Chapter 27: The Breakout
The operating suite, once a symbol of their last stand, became a war room. The air, thick with despair just moments before, now crackled with the electric tension of a desperate plan. Quinn, Hex, and Lena gathered the survivors who were still capable of fighting—a handful of ten men and women, their faces grim but their eyes now lit with a spark of purpose. Among them was the woman with the machete, whose name was Maria, and a quiet, wiry man named David who had proven to be surprisingly adept with a crowbar.
"This is a one-way trip," Quinn told the small group, his voice low and intense. "There is no falling back. There is no surrender. We move forward, or we die. Our objective is the riot van, parked at the front of the building. We get the children there, and we go."
Hex laid out a floor plan of the clinic on an operating table. "The horde is concentrated at the front and west side of the building," he explained, tapping the map. "The morgue loading bay, in the sub-level, is our exit point. It’s a reinforced steel door that opens into a recessed alleyway. It’s our best chance of getting out unseen."
"But how do we get the horde away from the van?" Maria asked, her knuckles white as she gripped her machete.

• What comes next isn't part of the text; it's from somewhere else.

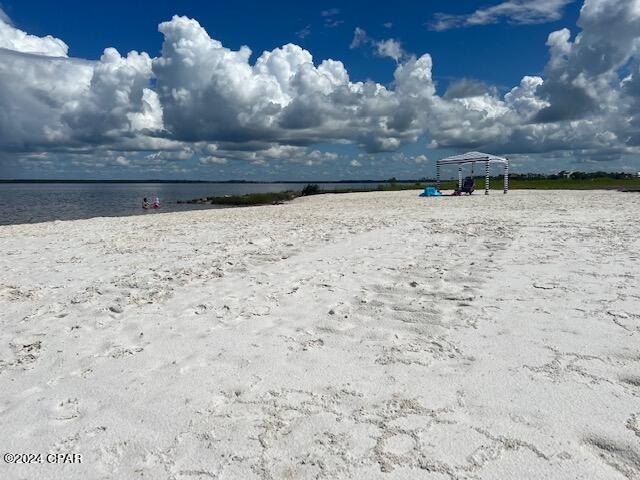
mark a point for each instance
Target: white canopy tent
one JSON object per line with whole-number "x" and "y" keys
{"x": 472, "y": 158}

"Diversion," Hex said, a grim smile touching his lips. He pointed to the clinic’s oxygen storage room. "It’s filled with dozens of highly pressurized oxygen tanks. If we were to, say, open the valves on those tanks and introduce a spark..."
"It would create a massive explosion," Lena finished, her eyes widening. "A fireball. The sound and the light would draw every infected for blocks."
"Exactly," Hex said. "It’ll be the biggest dinner bell they’ve ever heard. It should pull the bulk of the horde to the southeast corner of the building, giving us a window to get from the loading bay to the van."
The plan was audacious, bordering on insane. It relied on precise timing and a healthy dose of luck.
The preparations were a blur of frantic, focused activity. They gathered the five children, including Lily, into a small, protected group. Lena gave each of them a small dose of a mild sedative she had saved—enough to keep them calm and quiet, but not enough to render them helpless. She armed herself with a scalpel, its small, sharp blade a deadly tool in her steady hand.